Les Sarcellois sont les personnages principaux du livre, mais leur décor quotidien est aussi bien présent, sous la forme d’une étonnante valse de couleurs et de formes. La coquette maison festonnée de bois, le jardin, l’étang, la verdure, le marché abondamment planté de légumes, il y en a toujours. La rue, la barre d’immeubles, le train, se montrent également dans leur utilitarisme tout prosaïque, mais se plient parfois à un agréable renversement de perspective qui leur donne à jouer un rôle inédit, ascenseur, rail de chemin de fer, palette de peinture, comme pour illustrer le fait que toute production devrait toujours, en satisfaisant le pratique, s’occuper aussi du joli qui ravit l’esprit. Et puis au détour d’une page, une surprenante recette alchimique, ou comment une rue nocturne, enneigée et artificiellement éclairée où poussent deux arbres nus, un vieux bâtiment et une voiture, peut se métamorphoser en enluminure des Très Riches Heures du duc de Berry… Quand ce n’est pas un terrain vague qui sous le manteau de l’orage prend des allures de Turner…

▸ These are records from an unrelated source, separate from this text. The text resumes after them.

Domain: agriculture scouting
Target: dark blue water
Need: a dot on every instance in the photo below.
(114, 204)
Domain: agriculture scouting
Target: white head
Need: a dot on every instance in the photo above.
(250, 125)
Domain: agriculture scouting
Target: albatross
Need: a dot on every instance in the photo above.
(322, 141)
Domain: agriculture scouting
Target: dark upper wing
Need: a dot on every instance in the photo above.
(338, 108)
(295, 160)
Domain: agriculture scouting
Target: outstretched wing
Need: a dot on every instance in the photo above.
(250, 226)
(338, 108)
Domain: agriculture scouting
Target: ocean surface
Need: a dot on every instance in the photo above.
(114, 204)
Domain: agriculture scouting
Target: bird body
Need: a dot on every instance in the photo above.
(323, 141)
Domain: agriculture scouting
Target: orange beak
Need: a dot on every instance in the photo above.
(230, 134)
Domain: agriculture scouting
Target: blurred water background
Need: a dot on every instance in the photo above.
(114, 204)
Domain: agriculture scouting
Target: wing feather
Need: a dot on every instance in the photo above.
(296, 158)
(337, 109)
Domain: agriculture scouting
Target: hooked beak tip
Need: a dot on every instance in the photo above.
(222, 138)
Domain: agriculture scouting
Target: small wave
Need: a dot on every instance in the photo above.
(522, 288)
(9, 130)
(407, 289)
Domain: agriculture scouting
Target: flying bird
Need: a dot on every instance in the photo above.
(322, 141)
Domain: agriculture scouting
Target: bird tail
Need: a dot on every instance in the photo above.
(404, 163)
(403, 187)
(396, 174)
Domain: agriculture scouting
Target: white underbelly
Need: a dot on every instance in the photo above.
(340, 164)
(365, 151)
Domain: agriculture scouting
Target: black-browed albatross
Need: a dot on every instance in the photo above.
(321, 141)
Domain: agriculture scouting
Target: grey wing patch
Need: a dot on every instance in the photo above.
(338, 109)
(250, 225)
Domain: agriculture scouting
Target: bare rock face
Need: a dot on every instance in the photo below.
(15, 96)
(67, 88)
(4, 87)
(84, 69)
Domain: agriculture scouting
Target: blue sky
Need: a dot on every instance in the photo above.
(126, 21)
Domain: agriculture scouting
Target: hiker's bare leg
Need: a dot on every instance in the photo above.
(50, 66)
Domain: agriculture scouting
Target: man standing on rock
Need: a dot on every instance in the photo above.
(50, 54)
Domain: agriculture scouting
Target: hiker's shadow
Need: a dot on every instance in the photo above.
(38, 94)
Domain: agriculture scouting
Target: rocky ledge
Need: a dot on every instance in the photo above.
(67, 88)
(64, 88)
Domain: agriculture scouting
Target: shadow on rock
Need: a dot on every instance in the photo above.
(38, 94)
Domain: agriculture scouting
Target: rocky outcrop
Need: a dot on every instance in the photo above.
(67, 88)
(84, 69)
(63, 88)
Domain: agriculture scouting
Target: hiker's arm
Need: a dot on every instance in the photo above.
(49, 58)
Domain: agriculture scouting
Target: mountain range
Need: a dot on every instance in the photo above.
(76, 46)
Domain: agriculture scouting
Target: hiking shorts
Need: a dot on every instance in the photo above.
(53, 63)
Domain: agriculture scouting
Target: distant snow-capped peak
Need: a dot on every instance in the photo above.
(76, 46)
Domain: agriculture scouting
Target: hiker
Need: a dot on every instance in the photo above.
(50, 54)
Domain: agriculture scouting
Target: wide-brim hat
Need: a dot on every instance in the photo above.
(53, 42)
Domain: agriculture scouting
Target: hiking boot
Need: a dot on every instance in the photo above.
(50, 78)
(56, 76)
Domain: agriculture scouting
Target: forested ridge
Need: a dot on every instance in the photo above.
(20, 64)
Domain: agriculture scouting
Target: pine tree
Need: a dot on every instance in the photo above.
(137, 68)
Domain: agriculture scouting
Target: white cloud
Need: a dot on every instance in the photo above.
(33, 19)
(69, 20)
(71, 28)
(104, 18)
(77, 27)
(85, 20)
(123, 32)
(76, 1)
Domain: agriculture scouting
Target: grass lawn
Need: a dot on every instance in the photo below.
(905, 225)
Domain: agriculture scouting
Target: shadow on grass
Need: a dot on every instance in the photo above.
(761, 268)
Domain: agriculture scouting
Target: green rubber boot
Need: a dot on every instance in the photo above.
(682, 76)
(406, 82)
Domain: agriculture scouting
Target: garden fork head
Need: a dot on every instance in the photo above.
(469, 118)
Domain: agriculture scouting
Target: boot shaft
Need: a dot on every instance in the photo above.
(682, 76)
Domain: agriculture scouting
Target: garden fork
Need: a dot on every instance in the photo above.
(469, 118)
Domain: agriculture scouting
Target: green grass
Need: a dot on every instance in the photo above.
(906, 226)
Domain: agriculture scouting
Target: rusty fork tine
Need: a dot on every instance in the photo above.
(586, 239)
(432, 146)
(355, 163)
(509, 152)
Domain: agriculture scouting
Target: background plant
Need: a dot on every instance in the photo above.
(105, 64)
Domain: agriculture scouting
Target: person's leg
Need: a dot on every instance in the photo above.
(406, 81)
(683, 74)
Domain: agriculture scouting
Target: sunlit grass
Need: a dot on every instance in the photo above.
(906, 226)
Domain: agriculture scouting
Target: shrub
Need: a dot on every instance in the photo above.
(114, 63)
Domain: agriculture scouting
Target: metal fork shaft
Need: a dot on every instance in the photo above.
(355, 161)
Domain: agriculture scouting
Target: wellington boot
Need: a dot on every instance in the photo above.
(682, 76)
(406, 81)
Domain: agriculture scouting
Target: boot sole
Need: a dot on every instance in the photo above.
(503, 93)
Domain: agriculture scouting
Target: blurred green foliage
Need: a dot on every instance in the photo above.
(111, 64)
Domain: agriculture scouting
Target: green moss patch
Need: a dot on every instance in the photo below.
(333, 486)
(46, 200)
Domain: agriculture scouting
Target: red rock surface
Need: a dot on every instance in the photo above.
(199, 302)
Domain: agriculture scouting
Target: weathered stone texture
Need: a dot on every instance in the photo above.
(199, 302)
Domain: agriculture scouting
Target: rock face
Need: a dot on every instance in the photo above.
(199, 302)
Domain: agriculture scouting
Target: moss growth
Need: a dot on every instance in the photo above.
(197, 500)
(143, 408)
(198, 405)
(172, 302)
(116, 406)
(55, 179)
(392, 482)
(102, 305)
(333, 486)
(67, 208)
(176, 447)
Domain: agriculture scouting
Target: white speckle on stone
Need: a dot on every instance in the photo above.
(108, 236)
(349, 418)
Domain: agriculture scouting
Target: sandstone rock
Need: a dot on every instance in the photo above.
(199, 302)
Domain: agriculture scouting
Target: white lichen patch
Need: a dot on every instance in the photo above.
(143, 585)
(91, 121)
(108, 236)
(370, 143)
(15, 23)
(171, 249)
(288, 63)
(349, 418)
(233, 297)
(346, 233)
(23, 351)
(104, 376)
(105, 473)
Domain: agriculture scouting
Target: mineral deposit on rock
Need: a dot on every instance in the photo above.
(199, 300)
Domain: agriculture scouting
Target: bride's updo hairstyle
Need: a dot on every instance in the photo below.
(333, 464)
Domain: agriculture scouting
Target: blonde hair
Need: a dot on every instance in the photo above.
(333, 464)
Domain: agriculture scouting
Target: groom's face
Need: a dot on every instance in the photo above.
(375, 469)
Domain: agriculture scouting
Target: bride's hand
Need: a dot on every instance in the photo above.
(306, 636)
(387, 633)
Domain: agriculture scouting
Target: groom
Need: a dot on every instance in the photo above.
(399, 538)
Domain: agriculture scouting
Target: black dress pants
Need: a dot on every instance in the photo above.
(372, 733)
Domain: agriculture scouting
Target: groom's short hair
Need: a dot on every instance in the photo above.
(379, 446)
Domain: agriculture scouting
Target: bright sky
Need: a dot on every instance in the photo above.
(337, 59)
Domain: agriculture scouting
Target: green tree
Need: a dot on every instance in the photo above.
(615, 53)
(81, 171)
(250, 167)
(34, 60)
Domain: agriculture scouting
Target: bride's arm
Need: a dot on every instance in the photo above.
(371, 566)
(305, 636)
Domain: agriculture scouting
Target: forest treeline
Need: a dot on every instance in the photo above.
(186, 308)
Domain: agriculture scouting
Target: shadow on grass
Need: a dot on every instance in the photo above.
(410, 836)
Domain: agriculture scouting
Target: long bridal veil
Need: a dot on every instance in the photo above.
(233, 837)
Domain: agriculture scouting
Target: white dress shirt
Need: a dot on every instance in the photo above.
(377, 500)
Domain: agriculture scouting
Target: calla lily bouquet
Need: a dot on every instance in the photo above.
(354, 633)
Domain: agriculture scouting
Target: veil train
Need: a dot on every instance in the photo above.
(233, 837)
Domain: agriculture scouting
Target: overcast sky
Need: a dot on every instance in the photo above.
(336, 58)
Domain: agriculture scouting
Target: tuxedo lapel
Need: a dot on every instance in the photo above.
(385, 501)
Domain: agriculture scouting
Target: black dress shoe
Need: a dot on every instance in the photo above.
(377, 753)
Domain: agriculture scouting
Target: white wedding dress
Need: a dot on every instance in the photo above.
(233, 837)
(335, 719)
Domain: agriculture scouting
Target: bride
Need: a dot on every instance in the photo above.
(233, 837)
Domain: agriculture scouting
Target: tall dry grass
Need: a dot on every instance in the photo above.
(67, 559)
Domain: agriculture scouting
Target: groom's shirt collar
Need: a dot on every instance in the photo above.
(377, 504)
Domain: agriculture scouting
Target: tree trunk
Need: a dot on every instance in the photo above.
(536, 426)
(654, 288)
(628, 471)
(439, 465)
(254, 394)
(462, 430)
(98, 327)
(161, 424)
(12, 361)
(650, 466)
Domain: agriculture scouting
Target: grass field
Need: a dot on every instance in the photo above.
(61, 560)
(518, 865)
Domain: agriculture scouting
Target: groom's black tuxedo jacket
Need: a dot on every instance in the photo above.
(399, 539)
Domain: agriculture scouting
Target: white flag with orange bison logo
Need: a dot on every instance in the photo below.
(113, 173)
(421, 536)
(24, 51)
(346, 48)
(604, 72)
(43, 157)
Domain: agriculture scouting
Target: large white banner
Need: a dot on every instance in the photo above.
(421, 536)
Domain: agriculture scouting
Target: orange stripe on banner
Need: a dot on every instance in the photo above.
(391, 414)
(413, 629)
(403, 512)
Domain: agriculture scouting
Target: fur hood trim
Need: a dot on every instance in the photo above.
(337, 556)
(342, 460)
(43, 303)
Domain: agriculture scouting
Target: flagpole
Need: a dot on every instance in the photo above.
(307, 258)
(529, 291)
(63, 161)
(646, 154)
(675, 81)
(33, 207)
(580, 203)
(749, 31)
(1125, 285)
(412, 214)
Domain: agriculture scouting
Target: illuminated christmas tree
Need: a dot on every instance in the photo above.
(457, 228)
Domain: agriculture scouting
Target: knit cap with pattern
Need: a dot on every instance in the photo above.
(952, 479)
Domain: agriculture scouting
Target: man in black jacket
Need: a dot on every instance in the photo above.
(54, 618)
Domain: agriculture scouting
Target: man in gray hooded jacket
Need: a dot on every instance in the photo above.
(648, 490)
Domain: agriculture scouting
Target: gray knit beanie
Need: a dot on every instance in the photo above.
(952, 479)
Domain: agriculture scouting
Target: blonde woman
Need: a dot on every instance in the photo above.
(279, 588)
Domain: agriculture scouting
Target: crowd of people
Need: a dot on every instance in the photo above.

Voyage urbain un tantinet mélancolique conjugué à un catalogue jubilatoire d’autrui, beau gros bouquin profus, généreux par le volume comme par le point de vue adopté : à force de se montrer ainsi assemblés, les Sarcellois se ressemblent ; les particularismes se mêlent dans le fondu-enchaîné de la communauté. In fine, « Made in Sarcelles » délivre par conséquent un message dont je ne sais si l’auteur l’a expressément désiré, mais que la force de ses images impose tranquillement au spectateur et qu’en tant que fondateur du Festival de la Photo Sociale, Xavier Zimbardo ne renierait probablement pas : l’ethnicisation de la question sociale dans les banlieues est un leurre commode au service de ceux qui se servent de la peur de l’autre comme moyen de contrôle ; les problèmes des banlieues ne sont pas ethniques, mais fondamentalement économiques et sociaux. Les quartiers de Sarcelles sont sensibles, au sens premier du terme, aussi sensibles que la pellicule de Xavier Zimbardo.


Sophie LICARI


Commentaires
Tout dans ce livre de Xavier Zimbardo est réussi.
Ce n'est pas le fruit du hasard.
Il faut à la fois une vaste culture et une longue maturation. Une attention de tous instants aux autres et une très fine observation du monde.
Les valeurs humaines que Xavier montre en photographie sont les vraies valeurs, celles d'une humanité tolérante et solidaire. Après une observation de plusieurs décennies de la scène photographique mondiale, je profite de cette tribune pour dire sobrement que sans aucun doute Xavier fait partie des grands photographes vivants.


Ecrit par : DE CARVALHO | 21.12.2007


Bienvenue, monsieur de Carvalho, et merci pour votre commentaire généreux. Bien que le connaissant depuis beaucoup moins longtemps que vous, je partage tout le bien que vous pensez de Xavier Zimbardo, le tendre "moissonneur d'étoiles".